Damion landed an uppercut and Shun-jun went out cold. Then turned towards his new partner.

"You don't seem please"

"I wasn't expecting the thief to be working with me"

"I wasn't expecting a demon in the SDF. Or for him to be pop idol"

"Rock star" Bitch. "What ever. They told me you were creating a team for this shit"

"I have a few people in mind"

The Dark Tournament. With the new surplus of demon activity the Tournament had become huge. And with the promise of any wish you could dream of, after reading the fine print, there was often the threat of powerful demons and humans with malicious plans. This year wasn't any different. But this was the first year Damion had been told to join. In fact his work his the SDF normally didn't involve demons at all. Only apprehending humans who had ill intent that could bring attention to the Spirit World. He only went after demons under very special circumstances. And the there was the task of deriving information. Ninety years in the military had made with quite good at it.

"So basically you didn't have enough people for your little famous team so they are making me join along"

"That seems to be what they are thinking"

Fuck. I'm a damn after thought. "Well remember what this fuck," he kicked the unconscious Shun, "said. I Am not very useful when it comes to demons. And I'm not a fighter. I kill. I'm not like your sort"

"For some one that doesn't know how to fight you sure seem to have a practiced arm"

"He's a light weight. I box. I fight humans. I am not comfortable in this sort of situation"

"Koenma seems to think you will be quite the asset"

"Well hes in diapers" What is this shit. Koenma knows I can't release me energy like normal fucks. Is he trying to kill me?

"I guess we will just have to see next week. I suppose they only wanted us to meet. So I will see at the tournament" He turned around and raised a hand in departure. "Until next time Damion Kreigh"

What's with this guy, he is weird calm. "Yeah. See you then" Man. he is not anything like I thought. He looked damn cheery. Like the hole thing was humorous. Shit. They said he was a scary cold bastard. The fact that he wasn't is kind of scary though...

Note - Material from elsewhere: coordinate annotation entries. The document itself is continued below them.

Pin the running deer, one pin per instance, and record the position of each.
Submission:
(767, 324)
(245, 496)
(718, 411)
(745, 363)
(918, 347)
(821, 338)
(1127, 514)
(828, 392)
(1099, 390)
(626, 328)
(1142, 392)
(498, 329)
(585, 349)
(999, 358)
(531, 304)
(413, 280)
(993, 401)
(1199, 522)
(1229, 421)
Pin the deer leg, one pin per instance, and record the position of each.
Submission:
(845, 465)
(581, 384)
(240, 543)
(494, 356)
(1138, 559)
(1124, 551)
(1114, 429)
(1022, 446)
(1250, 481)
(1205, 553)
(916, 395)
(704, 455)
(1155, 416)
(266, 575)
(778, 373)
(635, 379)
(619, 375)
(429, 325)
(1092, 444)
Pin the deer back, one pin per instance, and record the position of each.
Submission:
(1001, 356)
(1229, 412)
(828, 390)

Damion Kreigh. What a strange surprise. Imagine some artist being a part of the SDF. I suppose we all have many life's.

...

I wonder how wrong Shun-jun knows he is about the energy. I have never seen such immense control. He keeps it kept so densely packed in himself. Why would some one go to such lengths to restrain themselves. It must be immensely painful. And to be flexed like that. I see why Koenma thinks he will be such an asset. And then that energy signature. I can't recognize it... However...

...

He's a Durant

He's also incredibly sexy.

The Durant:

A species of demon commonly associated with tropical birds. Said to have a high chance of having an intellectual capacity to rival any. Typically they hold powers that can control mater. Most commonly used to create sparks, fire or explosions. Like those of quest class these abilities can be used to create tangible objects with a great deal of practice. It is said that a true master of the art could posses unlimited possibilities. Being a bird race they have long wings of nearly every color and pattern and long spans. Physically these demons posses no more strength then that of a human. Relying entirely on their energy.

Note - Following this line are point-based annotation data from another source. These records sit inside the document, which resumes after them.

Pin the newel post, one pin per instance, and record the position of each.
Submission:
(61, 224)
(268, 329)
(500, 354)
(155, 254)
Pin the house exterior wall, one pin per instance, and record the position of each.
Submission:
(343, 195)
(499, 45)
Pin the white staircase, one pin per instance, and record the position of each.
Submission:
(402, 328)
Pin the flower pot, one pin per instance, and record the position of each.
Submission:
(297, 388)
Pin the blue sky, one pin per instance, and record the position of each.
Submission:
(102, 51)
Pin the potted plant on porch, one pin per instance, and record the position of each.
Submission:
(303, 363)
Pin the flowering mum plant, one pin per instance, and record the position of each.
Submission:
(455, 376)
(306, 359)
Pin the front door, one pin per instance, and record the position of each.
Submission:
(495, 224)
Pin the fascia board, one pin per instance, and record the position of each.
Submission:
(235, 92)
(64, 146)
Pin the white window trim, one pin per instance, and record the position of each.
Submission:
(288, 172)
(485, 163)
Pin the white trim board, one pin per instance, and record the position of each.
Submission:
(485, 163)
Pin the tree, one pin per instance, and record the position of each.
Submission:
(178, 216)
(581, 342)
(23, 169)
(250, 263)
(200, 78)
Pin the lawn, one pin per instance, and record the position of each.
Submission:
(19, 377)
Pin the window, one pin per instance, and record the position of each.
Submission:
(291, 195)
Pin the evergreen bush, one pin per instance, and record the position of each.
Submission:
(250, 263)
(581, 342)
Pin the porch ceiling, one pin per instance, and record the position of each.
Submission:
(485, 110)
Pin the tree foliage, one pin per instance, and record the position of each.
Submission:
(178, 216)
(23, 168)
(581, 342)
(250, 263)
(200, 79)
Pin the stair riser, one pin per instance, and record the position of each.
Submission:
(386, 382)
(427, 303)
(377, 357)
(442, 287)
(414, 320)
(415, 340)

Five-thousand years ago the entire race had left the demon world. Because of powerful magic said to be stored in their feathers they were nearly hunted to extinction. They made roust in the human world for safety. However had to leave after humans had called them fallen angles. Demons from hell. It became dangerous there as well.

They left the human world then diapered from any record. Some colonies were left however. They were call fanatics, taking the humans side. Calling them selves hell spawn. And carving off their wings.

There is a rare genetic disease as well that forms like a tumor inside their energy. Essentially making it so their energy eats them alive. A typical case will take twenty to forty years to kill the victim, however in a few rare cases, such as the one in subject Damion Kreigh, a strong suppression in demonic energy may allow the subject to live up to one-hundred, or even older. No cure has been found in record.